Poststroke rehabilitation has a lead role in the recovery of the patients, and it is never too late to start []. The level of recovery varies from person to person, but with time, effort, and support, many patients with stroke can significantly improve their function and quality of life []. For this, stroke rehabilitation should be planned and implemented in a structured and coordinated approach to help patients regain their physical, cognitive, and functional abilities. For instance, the increasing understanding of brain plasticity is relevant to the rehabilitation strategy and outcome after brain damage, and the principles of experience-dependent plasticity are valuable for treatment [,]. Indeed, rehabilitation requires multiple and varied therapeutic approaches at any stage of disease (acute and chronic phases) []. In addition, the quantity and quality of treatment are important for an effective recovery: rehabilitation after a stroke should be task-oriented, offered in large doses, and with an active learning component for providing intentional and more effective training []. Training several times daily is necessary to exploit the neuronal plasticity that ensures effective neurorehabilitation.
Nevertheless, high-intensity treatments are very expensive for the health care system, and hospital stays often must be reduced. This could mean that patients could still have functional deficits on the day of hospital discharge [], especially in the upper limb [,].
In addition, outpatient therapy is not feasible for many patients because of the high costs of individual specialized therapies and the logistical difficulties of transportation from or to the hospital.
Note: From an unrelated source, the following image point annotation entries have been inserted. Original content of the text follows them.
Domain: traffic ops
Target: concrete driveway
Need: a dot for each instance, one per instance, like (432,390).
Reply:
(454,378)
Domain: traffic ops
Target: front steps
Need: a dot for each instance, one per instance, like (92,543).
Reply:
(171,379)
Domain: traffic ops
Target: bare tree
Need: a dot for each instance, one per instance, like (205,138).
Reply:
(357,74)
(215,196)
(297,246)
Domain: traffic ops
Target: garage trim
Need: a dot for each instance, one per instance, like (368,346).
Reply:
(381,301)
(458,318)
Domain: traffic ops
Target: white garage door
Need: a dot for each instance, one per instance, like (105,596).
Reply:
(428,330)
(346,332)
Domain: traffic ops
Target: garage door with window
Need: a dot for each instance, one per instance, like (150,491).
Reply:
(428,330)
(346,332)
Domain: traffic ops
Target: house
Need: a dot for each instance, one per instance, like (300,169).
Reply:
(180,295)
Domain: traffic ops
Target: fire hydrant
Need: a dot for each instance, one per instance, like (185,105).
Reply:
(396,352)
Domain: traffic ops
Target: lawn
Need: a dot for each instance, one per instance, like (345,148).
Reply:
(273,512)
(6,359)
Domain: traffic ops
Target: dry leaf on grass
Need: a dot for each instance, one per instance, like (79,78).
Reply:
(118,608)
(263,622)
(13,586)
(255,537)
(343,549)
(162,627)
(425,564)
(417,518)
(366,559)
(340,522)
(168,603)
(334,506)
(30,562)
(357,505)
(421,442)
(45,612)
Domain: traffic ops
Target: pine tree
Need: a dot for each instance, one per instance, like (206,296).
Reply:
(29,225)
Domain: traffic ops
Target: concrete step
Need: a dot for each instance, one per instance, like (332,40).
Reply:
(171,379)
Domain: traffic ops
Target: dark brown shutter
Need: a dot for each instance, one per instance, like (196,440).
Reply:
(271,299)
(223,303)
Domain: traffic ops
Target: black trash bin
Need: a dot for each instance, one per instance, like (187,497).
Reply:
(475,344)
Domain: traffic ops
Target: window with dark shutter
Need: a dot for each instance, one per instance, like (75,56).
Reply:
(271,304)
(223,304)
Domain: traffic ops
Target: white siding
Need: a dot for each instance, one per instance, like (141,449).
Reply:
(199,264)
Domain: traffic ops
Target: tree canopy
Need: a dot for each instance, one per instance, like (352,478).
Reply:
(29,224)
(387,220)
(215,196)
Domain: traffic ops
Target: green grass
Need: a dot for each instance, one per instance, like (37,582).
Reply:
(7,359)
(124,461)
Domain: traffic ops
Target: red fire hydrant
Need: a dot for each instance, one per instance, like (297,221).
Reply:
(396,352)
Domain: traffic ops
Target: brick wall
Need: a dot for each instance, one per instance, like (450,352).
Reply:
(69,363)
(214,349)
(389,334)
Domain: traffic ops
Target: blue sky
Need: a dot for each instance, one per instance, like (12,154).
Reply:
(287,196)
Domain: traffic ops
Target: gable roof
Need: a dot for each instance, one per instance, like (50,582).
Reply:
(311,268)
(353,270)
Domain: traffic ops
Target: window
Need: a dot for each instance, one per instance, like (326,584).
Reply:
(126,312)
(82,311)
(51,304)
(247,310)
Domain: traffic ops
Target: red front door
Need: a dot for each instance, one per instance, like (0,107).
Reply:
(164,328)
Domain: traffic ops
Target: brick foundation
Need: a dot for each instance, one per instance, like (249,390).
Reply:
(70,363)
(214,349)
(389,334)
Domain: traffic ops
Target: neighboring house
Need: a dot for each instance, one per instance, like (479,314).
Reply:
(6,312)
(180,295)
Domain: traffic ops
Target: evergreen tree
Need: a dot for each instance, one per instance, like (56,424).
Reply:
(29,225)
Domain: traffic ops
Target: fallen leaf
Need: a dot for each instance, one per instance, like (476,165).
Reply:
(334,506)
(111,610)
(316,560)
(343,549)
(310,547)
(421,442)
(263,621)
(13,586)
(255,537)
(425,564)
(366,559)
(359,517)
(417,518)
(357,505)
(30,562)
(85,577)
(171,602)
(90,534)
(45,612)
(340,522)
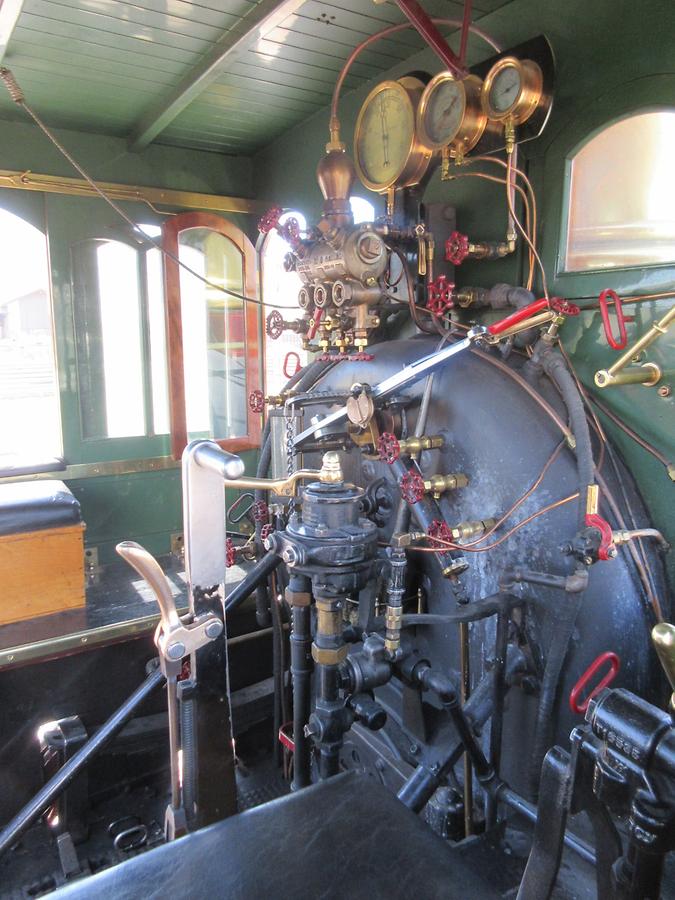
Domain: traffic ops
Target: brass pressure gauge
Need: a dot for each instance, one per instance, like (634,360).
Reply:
(450,113)
(387,153)
(512,90)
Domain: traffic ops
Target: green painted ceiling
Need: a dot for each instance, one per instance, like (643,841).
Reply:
(112,67)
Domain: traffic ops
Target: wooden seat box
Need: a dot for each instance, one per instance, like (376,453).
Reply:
(41,550)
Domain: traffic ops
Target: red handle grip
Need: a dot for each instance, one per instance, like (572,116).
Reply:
(291,355)
(518,316)
(620,319)
(580,707)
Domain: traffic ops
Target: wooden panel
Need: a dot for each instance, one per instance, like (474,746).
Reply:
(41,572)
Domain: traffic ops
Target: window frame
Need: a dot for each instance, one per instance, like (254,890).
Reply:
(174,328)
(567,187)
(651,94)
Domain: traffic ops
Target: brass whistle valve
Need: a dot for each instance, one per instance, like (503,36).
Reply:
(389,448)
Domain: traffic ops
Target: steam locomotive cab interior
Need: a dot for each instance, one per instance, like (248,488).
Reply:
(337,449)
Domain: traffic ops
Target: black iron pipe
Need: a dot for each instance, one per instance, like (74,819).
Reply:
(256,576)
(32,811)
(497,723)
(301,671)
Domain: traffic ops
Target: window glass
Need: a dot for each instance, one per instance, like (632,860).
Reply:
(214,335)
(157,329)
(281,287)
(29,398)
(622,196)
(107,311)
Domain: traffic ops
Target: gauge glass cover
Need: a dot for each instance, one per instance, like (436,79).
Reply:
(506,89)
(445,111)
(385,136)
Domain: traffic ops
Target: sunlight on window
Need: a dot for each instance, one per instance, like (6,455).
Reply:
(157,328)
(214,335)
(29,397)
(622,196)
(120,331)
(362,210)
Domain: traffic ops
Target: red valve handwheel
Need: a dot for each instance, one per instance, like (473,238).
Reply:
(260,511)
(440,531)
(230,553)
(412,487)
(270,220)
(580,707)
(606,550)
(388,447)
(294,357)
(274,325)
(457,248)
(256,401)
(439,295)
(290,231)
(620,342)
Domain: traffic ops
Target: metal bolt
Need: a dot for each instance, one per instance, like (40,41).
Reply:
(289,556)
(213,629)
(176,651)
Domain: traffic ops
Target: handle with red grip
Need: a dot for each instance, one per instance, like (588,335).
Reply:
(519,316)
(580,706)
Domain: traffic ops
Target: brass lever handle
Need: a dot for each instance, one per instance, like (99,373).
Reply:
(648,373)
(149,569)
(663,638)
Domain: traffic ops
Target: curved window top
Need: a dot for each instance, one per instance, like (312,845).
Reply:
(621,207)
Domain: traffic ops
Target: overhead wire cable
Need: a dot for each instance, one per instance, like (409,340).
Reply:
(17,96)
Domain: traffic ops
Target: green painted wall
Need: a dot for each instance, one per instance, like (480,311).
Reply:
(24,146)
(613,59)
(143,506)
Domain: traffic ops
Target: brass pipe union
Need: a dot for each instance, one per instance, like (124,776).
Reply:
(413,445)
(438,484)
(329,657)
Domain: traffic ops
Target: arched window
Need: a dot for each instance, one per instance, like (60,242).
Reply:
(621,206)
(29,396)
(212,335)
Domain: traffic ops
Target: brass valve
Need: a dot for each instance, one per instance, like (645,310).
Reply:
(648,373)
(464,531)
(439,484)
(663,638)
(389,448)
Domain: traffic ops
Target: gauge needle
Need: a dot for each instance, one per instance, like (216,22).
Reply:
(385,133)
(446,112)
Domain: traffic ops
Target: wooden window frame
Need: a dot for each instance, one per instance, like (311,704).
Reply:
(174,329)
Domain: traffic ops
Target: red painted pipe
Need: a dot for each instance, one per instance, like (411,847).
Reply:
(421,21)
(530,310)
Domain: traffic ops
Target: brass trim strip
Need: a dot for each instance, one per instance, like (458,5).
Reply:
(90,470)
(52,184)
(52,648)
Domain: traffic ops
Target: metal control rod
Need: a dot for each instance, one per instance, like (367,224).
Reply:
(408,375)
(45,797)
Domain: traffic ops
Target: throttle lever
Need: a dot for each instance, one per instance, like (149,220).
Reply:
(174,639)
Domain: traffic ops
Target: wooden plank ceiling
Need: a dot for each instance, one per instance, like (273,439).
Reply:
(140,69)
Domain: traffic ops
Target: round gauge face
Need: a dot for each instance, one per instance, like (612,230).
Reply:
(444,111)
(506,89)
(385,135)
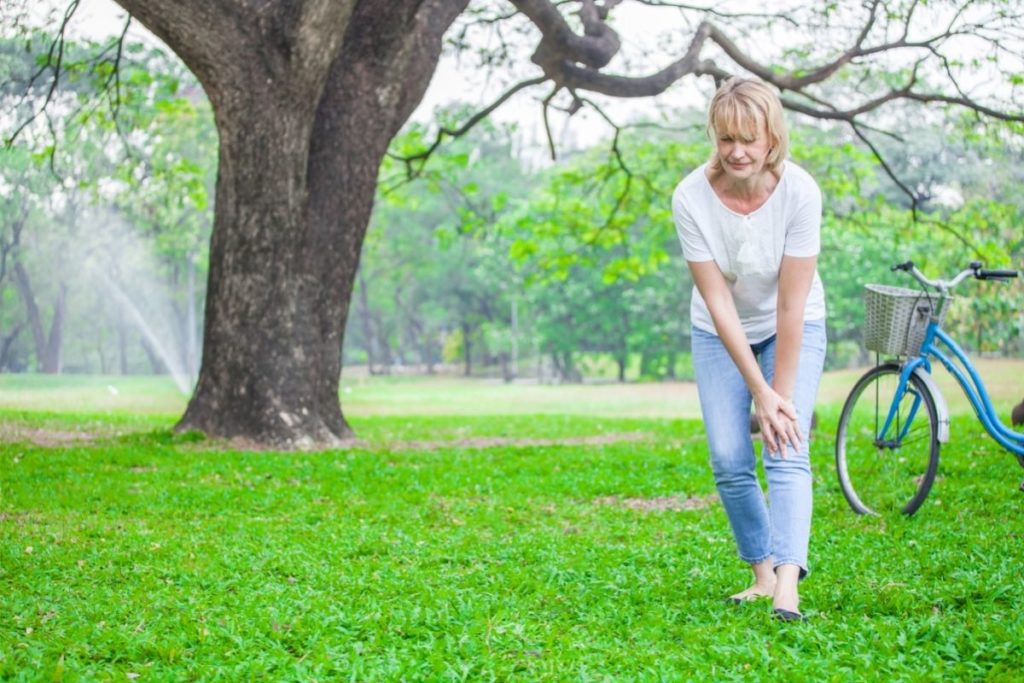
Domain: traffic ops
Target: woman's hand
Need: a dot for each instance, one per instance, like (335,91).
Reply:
(777,418)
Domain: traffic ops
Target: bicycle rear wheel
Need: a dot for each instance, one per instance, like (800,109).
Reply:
(887,473)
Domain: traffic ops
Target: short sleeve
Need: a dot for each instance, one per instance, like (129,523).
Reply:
(803,233)
(694,246)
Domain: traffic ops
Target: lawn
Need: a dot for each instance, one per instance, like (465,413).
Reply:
(530,536)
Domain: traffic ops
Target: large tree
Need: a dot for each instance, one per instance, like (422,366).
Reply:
(307,94)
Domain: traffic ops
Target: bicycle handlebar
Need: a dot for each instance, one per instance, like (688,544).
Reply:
(973,270)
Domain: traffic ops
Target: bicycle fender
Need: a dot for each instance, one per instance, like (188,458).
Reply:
(941,410)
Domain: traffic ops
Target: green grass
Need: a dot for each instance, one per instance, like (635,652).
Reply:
(151,556)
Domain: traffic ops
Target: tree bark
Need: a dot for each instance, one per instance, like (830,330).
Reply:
(306,95)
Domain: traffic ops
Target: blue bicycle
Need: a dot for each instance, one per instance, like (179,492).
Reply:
(895,419)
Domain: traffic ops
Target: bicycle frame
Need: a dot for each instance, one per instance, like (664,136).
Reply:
(970,382)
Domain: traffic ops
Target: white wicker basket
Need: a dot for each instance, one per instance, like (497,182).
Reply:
(896,318)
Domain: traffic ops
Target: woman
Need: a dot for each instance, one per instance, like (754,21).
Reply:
(749,221)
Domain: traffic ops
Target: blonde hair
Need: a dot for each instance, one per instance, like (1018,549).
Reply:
(740,109)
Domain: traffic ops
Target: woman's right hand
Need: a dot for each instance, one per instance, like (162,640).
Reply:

Home rehabilitation is a good option to continue recovery from chronic diseases such as stroke and a good alternative to manage long-term rehabilitation problems. Therefore, home rehabilitation is necessary to provide such a large amount of training [] because traditional rehabilitation programs do not usually comply with all the abovementioned requisites. Thus, to maintain progress in the recovery process, the conventional rehabilitation pathway must include self-administered home exercises, a home rehabilitation solution, and outpatient therapy.
However, even within these strategies, certain limitations exist. Patients often lack motivation or lose interest in performing exercises independently, for example, they may consider them too difficult or too easy or monotonous. Here, technology can play a crucial role. The absence of external feedback can be overcome with interactive systems that provide real-time guidance and encouragement, stimulating patients to continue their rehabilitation [].
Technology plays a crucial role in bridging the gap between home rehabilitation and remote therapy. By providing tools and platforms, it enables patients with stroke to receive therapy, guidance, and support without the need for a physical presence in a health care facility. This not only improves long-term recovery but also allows hospitals to reduce the length of outpatient treatment and its associated costs, while maximizing the treatment capacity of therapists.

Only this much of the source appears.